I fucking care. NASA gets less money every year from the US government. I'd prefer they don't waste it on stupid space suits they have no need for.
NASA has done this before, with the space shuttle. There is an excellent article on how the space shuttle was basically crippled by the Air Force's requirements (e.g. launch a satellite into polar orbit) and never even did that. [0]
I'd prefer NASA be spending their limited budget on more robotic probes, since they have had
Re: Who fucking cares? (Score:1)
Maybe NASA would have saved even more money if they didn't duplicate effort by deciding to design a new spacesuit when somebody else was already doing that for them?
it's about balance of coverage (Score:1)
the inspectors general of the DoD have found billions and billions of dollars of waste, but it will never make it to the slashdot front page, nor the 24 hour news cycle.
mostly because that waste amounts to huge welfare for huge chunks of voters who make money off of the gravy train. contractors, military people, the towns that grow up around bases, and projects, etc etc.
Was it obvious at the time? (Score:3, Insightful)
I fucking care. NASA gets less money every year from the US government. I'd prefer they don't waste it on stupid space suits they have no need for.
The question is whether it was obviously wasteful at the time the decision was made to fund the suit development. I don't know the answer to that either way but it's unfair to judge in hindsight if it wasn't clear at the time. R&D isn't some magic results dispenser that money in equals results out. Sometimes we pay a lot of money to learn what doesn't work.

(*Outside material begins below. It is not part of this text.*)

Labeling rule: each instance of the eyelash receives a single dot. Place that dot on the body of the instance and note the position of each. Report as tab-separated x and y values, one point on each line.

That's useful too though admittedly frustrating at times.
I'd prefer NASA be spending their limited budget on more robotic probes, since they have had excellent success with those so far, than some stupid goal of putting more very fragile and relatively useless meatbags in space.
And I feel that NASA should be spending more money putting humans into space and that w
Private sectors wastes money too (Score:4, Insightful)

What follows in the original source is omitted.